New Jersey’s weather could prove problematic in Super Bowl
During this Sunday’s New York/New Jersey Super Bowl between the Denver Broncos and the Seattle Seahawks, we may well see a scene like this.
Now contrast this image with one that is much more likely, given the typical February conditions of northern New Jersey and my hometown New York City. Cold, miserable fans drive or march through at least one unappealing winter substance—snow, slush or ice. Next, these fans must stand for hours in long, outdoor security lines (it is the Super Bowl, after all) just to get the chance to sit outside for another three-and-a-half-hours to watch the game, whose participating players are probably even more miserable, given their relative lack of layers.
There are, however, obvious flaws with even the slightest chill or light precipitation of the more Rockwellian picture outlined earlier. Should watching a football game be experiential, with fans in attendance firmly believing that they affect the outcome of the game, thus feeling that there should be a form of sacrificial suffering involved in rooting a team to victory? Many Seahawks fans would attest to this theory, given their pride in the “The 12th Man” collection of raucous Seattle fans. Or should it be purely observational as fans watch from the warmth and comfort of their own homes?
Here in St. Louis, with temperatures in the teens as they’ve been this week, most can barely summon the will for a 10-minute walk to class in the cold, let alone the effort it must take to stomach five hours in the tundra. As of writing this piece, the current weather forecast for East Rutherford, N.J., according to weather.com, is a high of 44 degrees. The low in Miami, Fla., one of the more popular sites for the Super Bowl, is 70 degrees. Where would you rather watch the big game?
One last question remains: to what extent should the Super Bowl, American football’s highest point of competition and the gold standard for all other televised sporting events, be decided in conditions that could certainly affect the athletic performance of its players? How much of Peyton Manning’s football legacy should be wrapped up in his ability to throw a tight spiral through biting winds with a hand numb from the cold? If Seattle wins based on the might of its stout defense and grinding running attack, can we justify giving the team football’s highest accolades if they came under circumstances of low temperature, high wind and precipitation that all could benefit the Seahawks’ greatest strengths and possibly sap the Broncos of the efficiency of their historically great offense?
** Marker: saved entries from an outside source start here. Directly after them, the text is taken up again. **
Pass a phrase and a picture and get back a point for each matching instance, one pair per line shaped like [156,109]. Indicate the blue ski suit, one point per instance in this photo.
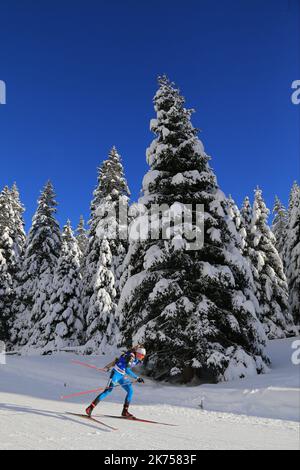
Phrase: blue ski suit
[121,369]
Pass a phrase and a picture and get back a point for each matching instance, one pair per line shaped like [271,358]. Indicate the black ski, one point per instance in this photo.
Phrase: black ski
[137,419]
[92,419]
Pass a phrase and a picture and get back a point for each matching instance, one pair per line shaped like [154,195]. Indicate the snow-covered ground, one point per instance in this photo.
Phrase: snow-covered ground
[259,413]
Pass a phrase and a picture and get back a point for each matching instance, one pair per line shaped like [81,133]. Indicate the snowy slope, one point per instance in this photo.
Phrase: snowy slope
[261,413]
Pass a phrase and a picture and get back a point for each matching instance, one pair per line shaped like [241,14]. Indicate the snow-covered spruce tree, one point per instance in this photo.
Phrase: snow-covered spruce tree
[6,284]
[102,327]
[292,253]
[63,324]
[8,262]
[279,225]
[190,308]
[112,200]
[107,242]
[268,273]
[18,225]
[246,212]
[42,250]
[82,238]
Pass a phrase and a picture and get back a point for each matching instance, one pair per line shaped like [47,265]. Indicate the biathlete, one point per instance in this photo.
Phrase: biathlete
[122,367]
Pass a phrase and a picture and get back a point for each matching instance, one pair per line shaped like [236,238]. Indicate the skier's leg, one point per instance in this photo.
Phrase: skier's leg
[126,385]
[113,381]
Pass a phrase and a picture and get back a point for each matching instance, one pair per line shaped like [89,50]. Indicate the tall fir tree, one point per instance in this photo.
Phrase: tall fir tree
[190,308]
[42,250]
[279,225]
[62,324]
[292,252]
[268,273]
[107,242]
[18,224]
[8,261]
[6,283]
[102,327]
[82,239]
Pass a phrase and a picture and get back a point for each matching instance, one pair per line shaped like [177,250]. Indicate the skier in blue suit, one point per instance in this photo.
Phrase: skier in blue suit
[122,368]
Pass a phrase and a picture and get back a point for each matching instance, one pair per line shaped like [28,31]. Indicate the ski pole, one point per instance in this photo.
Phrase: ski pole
[101,389]
[78,394]
[89,366]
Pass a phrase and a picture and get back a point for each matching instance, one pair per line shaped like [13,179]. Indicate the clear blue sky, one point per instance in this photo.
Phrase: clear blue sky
[81,76]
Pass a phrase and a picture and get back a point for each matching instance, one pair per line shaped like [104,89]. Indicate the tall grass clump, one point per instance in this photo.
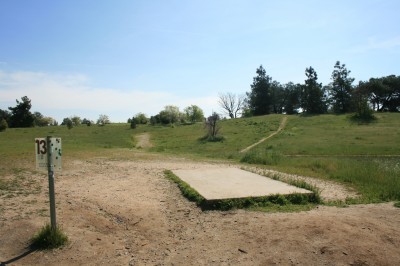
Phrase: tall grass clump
[260,156]
[47,238]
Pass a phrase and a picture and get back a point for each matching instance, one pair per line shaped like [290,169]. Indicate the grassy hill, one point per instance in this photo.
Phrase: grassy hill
[366,156]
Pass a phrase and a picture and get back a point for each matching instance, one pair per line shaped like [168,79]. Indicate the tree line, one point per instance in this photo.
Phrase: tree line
[340,96]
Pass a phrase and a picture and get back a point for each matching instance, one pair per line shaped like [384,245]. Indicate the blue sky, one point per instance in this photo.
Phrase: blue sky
[119,58]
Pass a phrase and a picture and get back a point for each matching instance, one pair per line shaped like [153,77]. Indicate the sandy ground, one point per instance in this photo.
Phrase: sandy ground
[127,213]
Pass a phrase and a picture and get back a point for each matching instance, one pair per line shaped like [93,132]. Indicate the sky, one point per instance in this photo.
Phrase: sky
[119,58]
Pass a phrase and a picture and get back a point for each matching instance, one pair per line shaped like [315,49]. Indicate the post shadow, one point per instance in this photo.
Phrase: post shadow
[26,253]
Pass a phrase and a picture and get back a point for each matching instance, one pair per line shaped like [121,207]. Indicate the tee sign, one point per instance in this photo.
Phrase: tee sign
[41,151]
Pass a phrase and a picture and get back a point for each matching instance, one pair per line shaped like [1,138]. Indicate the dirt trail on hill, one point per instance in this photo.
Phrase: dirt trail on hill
[127,213]
[281,127]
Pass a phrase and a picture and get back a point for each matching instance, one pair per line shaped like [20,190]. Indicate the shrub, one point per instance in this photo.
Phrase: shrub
[47,238]
[3,124]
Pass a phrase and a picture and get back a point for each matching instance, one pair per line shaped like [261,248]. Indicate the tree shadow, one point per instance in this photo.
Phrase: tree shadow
[26,253]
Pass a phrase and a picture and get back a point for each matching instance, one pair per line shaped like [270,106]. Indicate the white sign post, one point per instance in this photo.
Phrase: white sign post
[48,157]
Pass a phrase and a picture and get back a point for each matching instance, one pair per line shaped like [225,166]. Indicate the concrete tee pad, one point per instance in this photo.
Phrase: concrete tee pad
[229,183]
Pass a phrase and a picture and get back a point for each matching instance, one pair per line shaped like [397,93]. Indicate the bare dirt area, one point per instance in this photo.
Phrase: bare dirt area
[127,213]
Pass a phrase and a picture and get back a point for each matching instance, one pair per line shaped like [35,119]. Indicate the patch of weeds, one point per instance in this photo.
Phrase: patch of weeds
[43,212]
[259,157]
[186,190]
[47,238]
[208,138]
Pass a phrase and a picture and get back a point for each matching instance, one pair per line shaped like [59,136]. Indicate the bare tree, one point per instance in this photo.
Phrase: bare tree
[231,103]
[212,126]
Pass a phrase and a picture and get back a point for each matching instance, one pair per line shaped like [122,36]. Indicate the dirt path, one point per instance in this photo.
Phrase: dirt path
[281,127]
[127,213]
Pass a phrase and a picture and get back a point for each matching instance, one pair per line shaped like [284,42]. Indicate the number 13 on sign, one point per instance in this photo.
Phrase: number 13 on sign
[41,151]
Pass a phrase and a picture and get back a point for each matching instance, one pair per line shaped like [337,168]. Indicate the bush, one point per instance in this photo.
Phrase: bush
[47,238]
[3,125]
[133,123]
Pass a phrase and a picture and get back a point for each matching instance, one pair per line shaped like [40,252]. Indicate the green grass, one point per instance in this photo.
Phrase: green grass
[363,156]
[287,203]
[47,238]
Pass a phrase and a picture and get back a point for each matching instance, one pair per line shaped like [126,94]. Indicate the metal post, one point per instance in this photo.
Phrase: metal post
[51,183]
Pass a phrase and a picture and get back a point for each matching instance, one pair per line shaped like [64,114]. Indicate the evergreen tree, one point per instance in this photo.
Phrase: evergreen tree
[21,115]
[312,95]
[259,99]
[341,89]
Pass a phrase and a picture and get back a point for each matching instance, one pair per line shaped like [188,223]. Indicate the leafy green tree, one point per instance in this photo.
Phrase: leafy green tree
[278,98]
[6,115]
[383,93]
[194,114]
[363,110]
[341,89]
[3,124]
[21,115]
[292,94]
[87,122]
[76,120]
[169,115]
[259,98]
[141,118]
[312,95]
[42,121]
[133,123]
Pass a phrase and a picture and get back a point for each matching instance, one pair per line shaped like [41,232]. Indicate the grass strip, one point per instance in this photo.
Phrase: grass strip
[291,202]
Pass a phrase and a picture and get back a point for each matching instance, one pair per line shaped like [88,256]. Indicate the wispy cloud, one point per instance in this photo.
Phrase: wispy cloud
[61,96]
[374,43]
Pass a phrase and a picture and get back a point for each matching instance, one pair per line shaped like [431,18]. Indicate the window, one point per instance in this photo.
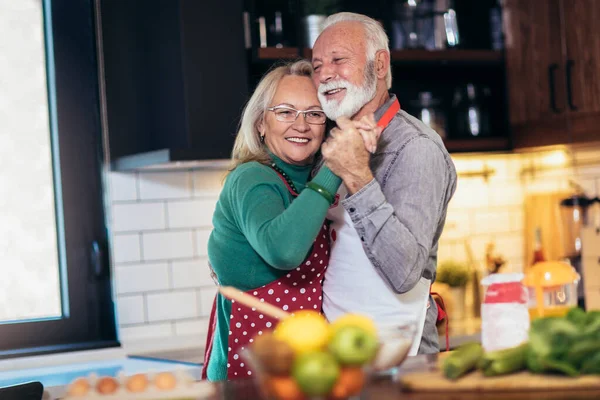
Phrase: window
[55,292]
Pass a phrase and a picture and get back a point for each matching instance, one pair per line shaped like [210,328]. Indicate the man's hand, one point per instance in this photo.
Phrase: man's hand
[345,154]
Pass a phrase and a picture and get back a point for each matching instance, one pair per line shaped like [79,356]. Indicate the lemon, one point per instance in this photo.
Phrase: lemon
[304,331]
[357,320]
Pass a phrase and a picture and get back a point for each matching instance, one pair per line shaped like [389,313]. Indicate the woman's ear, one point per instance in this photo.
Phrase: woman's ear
[260,127]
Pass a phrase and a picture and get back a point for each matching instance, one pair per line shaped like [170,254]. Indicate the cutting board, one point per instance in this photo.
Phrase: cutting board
[434,381]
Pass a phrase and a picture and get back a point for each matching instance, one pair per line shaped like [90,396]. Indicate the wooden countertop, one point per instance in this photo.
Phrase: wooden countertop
[387,388]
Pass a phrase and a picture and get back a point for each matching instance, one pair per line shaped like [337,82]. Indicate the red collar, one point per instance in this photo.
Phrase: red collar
[389,114]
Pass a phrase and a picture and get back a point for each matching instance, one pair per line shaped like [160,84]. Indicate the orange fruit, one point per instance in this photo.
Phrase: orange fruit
[304,331]
[284,388]
[349,383]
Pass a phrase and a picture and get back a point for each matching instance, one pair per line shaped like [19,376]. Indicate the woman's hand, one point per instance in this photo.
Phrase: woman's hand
[370,132]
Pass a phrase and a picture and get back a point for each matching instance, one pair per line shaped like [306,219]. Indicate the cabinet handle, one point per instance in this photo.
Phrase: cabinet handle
[551,69]
[569,72]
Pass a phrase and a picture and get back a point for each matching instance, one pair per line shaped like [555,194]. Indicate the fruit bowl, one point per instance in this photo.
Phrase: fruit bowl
[339,362]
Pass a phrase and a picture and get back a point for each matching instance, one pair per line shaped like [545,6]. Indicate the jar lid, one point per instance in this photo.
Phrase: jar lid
[576,201]
[550,273]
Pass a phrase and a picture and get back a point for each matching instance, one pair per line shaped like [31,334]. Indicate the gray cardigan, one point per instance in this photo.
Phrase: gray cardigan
[400,214]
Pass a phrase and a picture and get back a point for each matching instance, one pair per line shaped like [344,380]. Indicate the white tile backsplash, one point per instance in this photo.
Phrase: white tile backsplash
[205,299]
[164,267]
[131,309]
[147,331]
[172,305]
[197,327]
[123,186]
[168,245]
[138,217]
[189,274]
[208,183]
[161,222]
[126,248]
[191,213]
[165,185]
[140,278]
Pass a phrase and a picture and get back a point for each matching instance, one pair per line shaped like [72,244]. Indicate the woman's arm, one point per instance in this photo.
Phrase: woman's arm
[282,237]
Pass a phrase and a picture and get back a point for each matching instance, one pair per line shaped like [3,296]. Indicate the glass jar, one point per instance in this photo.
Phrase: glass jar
[552,289]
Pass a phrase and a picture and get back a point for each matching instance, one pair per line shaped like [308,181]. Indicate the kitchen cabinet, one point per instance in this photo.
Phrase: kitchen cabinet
[552,50]
[581,68]
[440,72]
[175,80]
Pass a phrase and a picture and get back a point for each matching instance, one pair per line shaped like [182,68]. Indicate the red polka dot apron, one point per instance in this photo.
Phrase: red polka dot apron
[299,289]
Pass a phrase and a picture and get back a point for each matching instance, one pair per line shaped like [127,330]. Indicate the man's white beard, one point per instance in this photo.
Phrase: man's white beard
[356,96]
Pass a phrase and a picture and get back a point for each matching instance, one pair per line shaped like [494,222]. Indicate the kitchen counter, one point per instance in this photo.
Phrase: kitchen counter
[387,389]
[461,332]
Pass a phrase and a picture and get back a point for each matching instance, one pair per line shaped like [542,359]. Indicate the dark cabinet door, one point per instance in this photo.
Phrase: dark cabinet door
[176,79]
[536,72]
[582,67]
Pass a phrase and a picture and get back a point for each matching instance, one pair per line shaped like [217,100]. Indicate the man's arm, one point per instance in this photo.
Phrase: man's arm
[397,227]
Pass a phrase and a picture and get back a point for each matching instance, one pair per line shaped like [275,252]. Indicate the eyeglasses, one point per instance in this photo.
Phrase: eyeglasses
[289,114]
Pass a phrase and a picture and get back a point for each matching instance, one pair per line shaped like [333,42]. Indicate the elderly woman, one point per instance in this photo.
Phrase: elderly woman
[270,237]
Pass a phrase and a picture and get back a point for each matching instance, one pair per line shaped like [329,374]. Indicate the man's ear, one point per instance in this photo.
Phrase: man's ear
[382,63]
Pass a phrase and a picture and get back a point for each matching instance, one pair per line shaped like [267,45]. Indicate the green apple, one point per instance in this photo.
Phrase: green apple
[352,345]
[315,372]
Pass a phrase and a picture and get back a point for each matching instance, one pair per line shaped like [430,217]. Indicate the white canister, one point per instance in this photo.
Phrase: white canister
[504,312]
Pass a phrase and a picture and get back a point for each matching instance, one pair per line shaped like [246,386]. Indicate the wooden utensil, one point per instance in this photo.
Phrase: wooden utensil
[249,301]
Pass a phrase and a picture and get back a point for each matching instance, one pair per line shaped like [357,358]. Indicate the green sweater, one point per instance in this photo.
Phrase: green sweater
[250,244]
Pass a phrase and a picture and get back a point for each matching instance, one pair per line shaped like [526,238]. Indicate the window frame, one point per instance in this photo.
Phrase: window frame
[88,320]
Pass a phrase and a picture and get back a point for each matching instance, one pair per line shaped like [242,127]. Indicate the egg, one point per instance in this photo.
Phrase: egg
[165,381]
[79,387]
[107,385]
[137,383]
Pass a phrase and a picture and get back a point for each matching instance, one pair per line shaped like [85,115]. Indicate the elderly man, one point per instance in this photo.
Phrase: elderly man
[393,202]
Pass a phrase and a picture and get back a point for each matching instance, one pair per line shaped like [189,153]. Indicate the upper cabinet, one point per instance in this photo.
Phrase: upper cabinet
[175,76]
[582,67]
[447,58]
[552,53]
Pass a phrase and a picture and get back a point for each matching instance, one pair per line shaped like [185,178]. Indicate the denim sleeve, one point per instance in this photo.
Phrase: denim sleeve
[397,225]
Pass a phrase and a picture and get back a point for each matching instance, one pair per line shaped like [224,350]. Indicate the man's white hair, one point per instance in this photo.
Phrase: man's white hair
[376,38]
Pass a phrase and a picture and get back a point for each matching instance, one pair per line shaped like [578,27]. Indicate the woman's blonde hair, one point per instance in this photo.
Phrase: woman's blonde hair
[248,146]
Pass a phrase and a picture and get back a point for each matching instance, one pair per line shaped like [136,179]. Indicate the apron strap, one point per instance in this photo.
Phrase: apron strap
[210,336]
[212,325]
[442,314]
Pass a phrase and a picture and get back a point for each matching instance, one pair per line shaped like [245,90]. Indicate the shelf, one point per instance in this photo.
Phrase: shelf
[448,56]
[400,56]
[477,144]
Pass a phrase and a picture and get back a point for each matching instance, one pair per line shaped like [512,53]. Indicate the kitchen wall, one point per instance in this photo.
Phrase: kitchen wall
[492,211]
[161,222]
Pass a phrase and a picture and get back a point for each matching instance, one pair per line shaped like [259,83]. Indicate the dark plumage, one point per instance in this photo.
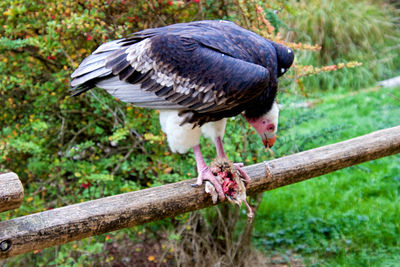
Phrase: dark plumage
[208,70]
[196,74]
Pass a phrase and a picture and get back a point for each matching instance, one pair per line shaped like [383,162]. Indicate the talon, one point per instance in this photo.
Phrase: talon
[206,175]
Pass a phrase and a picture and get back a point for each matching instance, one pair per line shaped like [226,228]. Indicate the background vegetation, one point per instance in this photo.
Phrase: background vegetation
[68,150]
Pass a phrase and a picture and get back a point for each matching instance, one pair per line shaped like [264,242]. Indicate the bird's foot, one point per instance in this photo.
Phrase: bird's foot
[242,173]
[213,184]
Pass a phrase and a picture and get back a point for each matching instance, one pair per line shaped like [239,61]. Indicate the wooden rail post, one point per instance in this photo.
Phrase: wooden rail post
[62,225]
[11,191]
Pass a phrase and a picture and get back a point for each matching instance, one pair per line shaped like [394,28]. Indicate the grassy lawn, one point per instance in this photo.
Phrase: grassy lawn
[350,217]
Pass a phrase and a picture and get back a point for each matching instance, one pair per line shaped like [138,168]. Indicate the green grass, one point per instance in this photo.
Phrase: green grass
[347,218]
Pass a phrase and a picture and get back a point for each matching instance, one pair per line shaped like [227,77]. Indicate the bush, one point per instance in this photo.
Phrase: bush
[363,31]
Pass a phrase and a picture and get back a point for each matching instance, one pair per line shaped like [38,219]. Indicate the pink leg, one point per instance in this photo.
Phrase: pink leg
[204,173]
[221,153]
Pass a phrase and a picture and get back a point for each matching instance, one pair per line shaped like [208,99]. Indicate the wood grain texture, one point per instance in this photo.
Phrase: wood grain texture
[11,191]
[62,225]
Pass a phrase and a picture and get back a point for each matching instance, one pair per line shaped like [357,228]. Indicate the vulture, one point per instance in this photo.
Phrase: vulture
[196,74]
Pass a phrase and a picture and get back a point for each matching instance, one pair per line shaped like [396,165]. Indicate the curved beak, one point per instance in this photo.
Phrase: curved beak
[269,142]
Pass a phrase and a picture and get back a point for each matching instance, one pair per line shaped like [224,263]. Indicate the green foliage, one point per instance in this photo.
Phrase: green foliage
[67,150]
[364,31]
[346,218]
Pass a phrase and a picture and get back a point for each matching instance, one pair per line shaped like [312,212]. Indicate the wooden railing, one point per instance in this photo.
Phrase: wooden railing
[74,222]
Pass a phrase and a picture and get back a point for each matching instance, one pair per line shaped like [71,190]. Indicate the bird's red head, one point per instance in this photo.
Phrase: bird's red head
[267,125]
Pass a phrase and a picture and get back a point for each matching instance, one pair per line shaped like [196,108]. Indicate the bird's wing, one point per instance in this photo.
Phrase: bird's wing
[179,71]
[172,71]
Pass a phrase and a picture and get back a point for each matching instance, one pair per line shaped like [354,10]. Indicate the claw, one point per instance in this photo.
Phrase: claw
[244,175]
[207,175]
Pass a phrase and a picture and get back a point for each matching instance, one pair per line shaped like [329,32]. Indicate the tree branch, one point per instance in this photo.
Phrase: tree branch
[11,192]
[62,225]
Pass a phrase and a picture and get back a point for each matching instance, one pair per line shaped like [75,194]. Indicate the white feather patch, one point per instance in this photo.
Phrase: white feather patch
[214,129]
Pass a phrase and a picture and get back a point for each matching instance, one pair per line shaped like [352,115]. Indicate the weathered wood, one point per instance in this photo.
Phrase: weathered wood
[81,220]
[11,191]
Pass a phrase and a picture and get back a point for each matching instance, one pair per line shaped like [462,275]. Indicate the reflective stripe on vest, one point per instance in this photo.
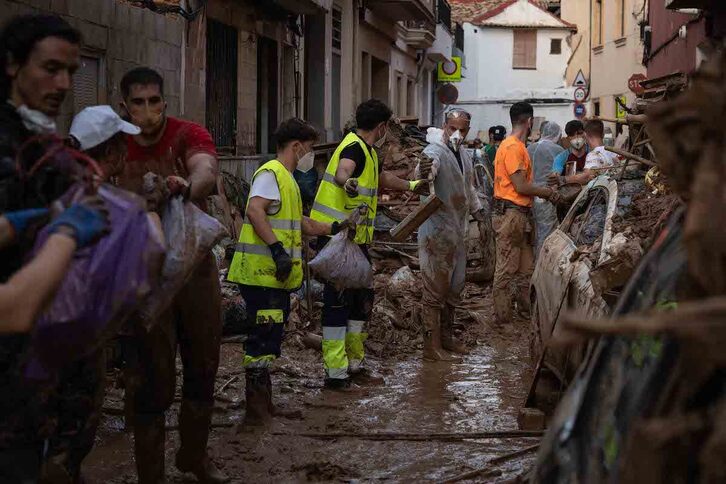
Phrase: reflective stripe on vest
[252,263]
[333,204]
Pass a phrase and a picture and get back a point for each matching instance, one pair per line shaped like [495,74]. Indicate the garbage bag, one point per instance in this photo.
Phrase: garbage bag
[104,284]
[342,263]
[190,236]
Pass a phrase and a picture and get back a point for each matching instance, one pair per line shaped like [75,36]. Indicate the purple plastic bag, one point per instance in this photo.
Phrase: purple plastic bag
[190,235]
[105,283]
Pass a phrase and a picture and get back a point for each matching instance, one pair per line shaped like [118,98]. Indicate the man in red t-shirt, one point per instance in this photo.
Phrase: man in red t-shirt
[184,155]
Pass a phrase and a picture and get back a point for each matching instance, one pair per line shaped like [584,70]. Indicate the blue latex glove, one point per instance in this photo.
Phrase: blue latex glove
[20,220]
[88,222]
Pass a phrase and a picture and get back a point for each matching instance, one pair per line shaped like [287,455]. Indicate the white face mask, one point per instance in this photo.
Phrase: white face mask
[306,163]
[577,143]
[36,121]
[455,140]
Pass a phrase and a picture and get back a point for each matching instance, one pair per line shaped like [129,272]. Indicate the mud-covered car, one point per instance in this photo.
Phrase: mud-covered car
[582,266]
[635,410]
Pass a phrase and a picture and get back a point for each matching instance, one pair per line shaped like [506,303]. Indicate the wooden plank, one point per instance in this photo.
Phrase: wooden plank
[414,220]
[630,156]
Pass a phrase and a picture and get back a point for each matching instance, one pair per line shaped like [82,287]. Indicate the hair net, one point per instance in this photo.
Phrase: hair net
[550,131]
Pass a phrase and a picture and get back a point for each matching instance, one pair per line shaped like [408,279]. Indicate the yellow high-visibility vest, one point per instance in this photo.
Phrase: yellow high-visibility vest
[333,204]
[252,263]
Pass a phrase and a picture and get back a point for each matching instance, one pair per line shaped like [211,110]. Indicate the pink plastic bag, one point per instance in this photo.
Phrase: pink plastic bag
[105,283]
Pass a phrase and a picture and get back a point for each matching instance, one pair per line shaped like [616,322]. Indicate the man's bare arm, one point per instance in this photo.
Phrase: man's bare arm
[203,171]
[27,292]
[523,187]
[390,181]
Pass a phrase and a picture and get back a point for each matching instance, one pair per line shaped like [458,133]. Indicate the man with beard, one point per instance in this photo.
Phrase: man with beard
[184,154]
[38,56]
[513,194]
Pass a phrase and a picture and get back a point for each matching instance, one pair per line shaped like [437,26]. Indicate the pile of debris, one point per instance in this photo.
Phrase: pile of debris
[401,152]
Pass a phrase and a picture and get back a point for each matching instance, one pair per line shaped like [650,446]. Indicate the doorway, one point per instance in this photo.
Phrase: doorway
[221,92]
[267,94]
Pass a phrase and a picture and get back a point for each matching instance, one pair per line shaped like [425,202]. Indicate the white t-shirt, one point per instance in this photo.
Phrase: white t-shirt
[600,158]
[265,186]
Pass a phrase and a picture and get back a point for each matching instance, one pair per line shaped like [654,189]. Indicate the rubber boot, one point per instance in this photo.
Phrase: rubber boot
[194,423]
[448,341]
[433,351]
[258,396]
[149,440]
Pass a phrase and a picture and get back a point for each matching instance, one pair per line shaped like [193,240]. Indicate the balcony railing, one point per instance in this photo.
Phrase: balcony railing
[403,9]
[419,34]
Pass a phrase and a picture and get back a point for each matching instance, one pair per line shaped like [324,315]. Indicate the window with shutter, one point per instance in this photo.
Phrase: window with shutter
[525,49]
[85,83]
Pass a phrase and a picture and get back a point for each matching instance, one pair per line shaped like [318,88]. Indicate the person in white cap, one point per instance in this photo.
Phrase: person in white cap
[101,134]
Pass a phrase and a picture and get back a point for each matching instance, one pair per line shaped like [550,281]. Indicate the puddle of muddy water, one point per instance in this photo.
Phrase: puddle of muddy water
[480,393]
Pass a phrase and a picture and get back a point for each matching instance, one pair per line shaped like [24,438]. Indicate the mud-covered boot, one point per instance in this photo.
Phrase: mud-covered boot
[194,423]
[258,396]
[149,440]
[431,318]
[448,341]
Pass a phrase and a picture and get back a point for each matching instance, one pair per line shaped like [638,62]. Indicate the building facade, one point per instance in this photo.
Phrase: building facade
[240,67]
[515,51]
[617,53]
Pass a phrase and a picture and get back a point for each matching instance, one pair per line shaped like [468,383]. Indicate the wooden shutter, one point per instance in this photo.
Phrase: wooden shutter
[525,49]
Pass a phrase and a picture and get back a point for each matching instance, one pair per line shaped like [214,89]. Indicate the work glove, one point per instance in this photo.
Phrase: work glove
[283,261]
[555,180]
[23,221]
[419,187]
[351,187]
[88,221]
[479,215]
[555,197]
[178,186]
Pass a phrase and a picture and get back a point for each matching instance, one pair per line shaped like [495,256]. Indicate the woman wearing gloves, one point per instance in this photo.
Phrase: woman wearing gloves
[267,264]
[36,283]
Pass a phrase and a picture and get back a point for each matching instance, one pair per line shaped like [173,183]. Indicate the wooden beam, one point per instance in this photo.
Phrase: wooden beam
[630,156]
[413,221]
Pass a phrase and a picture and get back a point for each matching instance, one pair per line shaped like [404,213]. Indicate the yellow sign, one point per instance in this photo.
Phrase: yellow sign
[450,71]
[620,112]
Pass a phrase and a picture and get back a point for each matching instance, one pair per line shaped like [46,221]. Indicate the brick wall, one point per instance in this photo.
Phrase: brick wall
[120,36]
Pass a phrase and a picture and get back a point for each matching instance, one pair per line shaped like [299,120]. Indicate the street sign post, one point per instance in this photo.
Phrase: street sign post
[580,111]
[580,80]
[580,94]
[634,83]
[450,71]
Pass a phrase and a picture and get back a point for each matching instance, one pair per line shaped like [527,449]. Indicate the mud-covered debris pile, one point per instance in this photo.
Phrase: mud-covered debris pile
[401,152]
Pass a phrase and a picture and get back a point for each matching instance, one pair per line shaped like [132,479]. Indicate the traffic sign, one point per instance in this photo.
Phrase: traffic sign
[580,111]
[450,71]
[580,94]
[634,83]
[580,80]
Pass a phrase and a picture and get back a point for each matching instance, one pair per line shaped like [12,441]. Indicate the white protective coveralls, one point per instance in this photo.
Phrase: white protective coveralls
[442,238]
[543,153]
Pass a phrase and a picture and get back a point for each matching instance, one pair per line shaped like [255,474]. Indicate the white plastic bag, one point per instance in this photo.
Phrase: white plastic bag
[343,264]
[190,235]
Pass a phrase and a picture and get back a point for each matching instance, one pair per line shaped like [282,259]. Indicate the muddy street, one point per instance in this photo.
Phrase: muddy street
[481,393]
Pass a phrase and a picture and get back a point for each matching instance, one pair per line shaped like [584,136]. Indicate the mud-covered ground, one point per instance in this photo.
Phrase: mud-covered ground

According to a FiveThirtyEight article by Harry Enten, who analyzed early February weather reports in northern New Jersey over the past 30 years, there is a 50 percent chance that one weather condition—temperature below 25 degrees, wind above 15 miles per hour, or any precipitation—will occur and affect the game. The intersection of two of these categories is smaller, at just 20 percent. And freezing, snowy and extremely windy conditions have occurred only 3 percent of the time.
Even though it is unlikely that the weather will absolutely affect the play on the field, there is still an undeniable possibility of poor conditions, and even if the temperature is a cold 35 degrees and not a frigid 25, most fans will be still be unhappy.
It might be even worse for the Super Bowl’s future if the weather is not a factor and things go smoothly on game day as this will probably prompt the NFL to consider such ice-cold outdoor locations as Philadelphia, Chicago and New England for future Super Bowls. Maybe Super Bowl LIII in 2019 will be played in a foot of snow, 35 mile-per-hour winds or subzero temperatures. I, for one, will be happy to watch from the couch, wrapped in the warmest blanket I can find.